I’ve been working on Argos Translate 2 in the v2 branch but I’m planning to stay on 1.X for at least a decent while. I’m pretty happy with the current version (1.7) and have been focusing more on model training than upgrades to the core Python library.
I’m considering releasing a version 1.8 with some minor upgrades and new features including:
Support for upgrading packages by checking if there’s a newer version of the same package and installing it if available
Deleting the .argosmodel package files in ~/.local/cache/argos-translate after they’ve been unzipped and installed
I’d appreciate any feedback on these ideas or other possible features!

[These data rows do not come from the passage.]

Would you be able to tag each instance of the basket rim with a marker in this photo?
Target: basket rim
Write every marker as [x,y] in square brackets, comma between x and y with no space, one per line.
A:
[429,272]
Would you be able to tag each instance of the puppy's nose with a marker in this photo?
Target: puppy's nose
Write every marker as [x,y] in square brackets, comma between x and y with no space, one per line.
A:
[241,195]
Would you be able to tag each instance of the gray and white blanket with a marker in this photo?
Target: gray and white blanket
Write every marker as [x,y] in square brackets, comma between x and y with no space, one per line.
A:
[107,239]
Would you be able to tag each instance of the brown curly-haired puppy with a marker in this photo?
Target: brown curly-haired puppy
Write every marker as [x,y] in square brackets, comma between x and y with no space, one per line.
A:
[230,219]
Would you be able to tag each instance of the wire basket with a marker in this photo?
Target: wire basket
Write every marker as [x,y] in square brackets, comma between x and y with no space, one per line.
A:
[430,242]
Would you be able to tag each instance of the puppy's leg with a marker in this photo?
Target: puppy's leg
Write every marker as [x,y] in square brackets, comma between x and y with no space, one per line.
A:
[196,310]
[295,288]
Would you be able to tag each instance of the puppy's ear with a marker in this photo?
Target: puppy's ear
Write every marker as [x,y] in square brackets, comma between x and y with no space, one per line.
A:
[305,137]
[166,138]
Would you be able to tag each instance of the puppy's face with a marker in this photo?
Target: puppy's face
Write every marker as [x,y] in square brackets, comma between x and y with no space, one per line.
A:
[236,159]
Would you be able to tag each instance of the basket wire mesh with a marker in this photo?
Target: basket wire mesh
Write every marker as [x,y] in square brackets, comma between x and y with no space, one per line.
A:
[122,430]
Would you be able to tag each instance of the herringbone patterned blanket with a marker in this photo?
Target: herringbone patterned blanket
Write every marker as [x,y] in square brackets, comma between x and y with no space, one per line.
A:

That’s good to know that CPU usage is a bottleneck; you probably run the biggest LibreTranslate instance at LibreTranslate.com. CPU performance is probably best improved in CTranslate2 though. I think the best way to improve performance is to make sure CTranslate2 is optimized for your hardware. If your CPU supports the Intel MKL Library or oneDNN making sure they are being used could yield speed improvements.
I think CTranslate2 is able to utilize multiple cores in parallel well so upgrading to a better CPU should help performance. LibreTranslate can use multiple CPU cores for different requests while CTranslate2 is also using ~4 cores per request so we’re able to effectively make use of 32+ cores. Using a GPU should also help, although I’ve generally just used CPUs since CTranslate2 works very well on CPUs in my experience.
Inference performance is the primary reason I’m currently keeping Argos Translate V1 in the master branch. I think in the future I want to move to multilingual models but for now single language pair models are smaller and faster.
Oh, another good feature would be language detection. Currently we rely on polyglot, but having a dedicated set of functions would allow improvements in language detection.
Hi! Kudos for the great job on Argos-Translate! I’m stoked at the prospect of automatic quality translations between multiple languages!
I actually came across this project after using Whisper, which is also awesome.
I have done the first transcription of a 1h long video in Spanish using Whisper. And with the large model V2 it took almost 24h. It then takes me another hour to review the subtitles generated and making sure everything is ok.
I would like to use the .srt file generated by Whisper to ask LibreTranslate to translate those subtitles into English. Having made sure that the transcription is of quality, I would expect LibreTranslate to do a good job; and at a fraction of the computational cost of the speech recognition+translation of running Whisper.
Therefore here are 2 feature requests:
Implement in LibreTranslate the capability of translating .srt files. They are essentially .txt files, but with time-stamps inserted in between the sentences. Therefore, the feature would temporally remove the timestamps for the translation purposes, and then somehow reinsert them.
I am well aware that there are differences between an interpretation (which is translating almost in real time and therefore making an effort to maintain the semantinc elements at more or less the same relative positions in the sentences) and a translation, which is not bound by the limitations of the interpretation.
And I understand that Argos-Translate does translations, not interpretations. And I would rather have translations of the subtitles than interpretations.
The second feature request I’m not sure is very advisable, as maybe if you have opted for providing the services of LibreTranslate using a web server, that may be for a reason. But I would like to know if it is sensible to ask for a desktop version of LibreTranslate, or argos-translate-files for that matter.
I’ve been working on the v2 branch for some time now. It has some nice features; mainly support for multilingual models, better automated testing, more thorough typing, code refactoring for readability, improved config system, and more. However, maintaining and reconciling two separate branches is becoming difficult. I’m now planning to merge the v2 branch into the master branch and release it as version 1.10 with backwards compatibility instead of releasing an Argos Translate 2 version with breaking changes.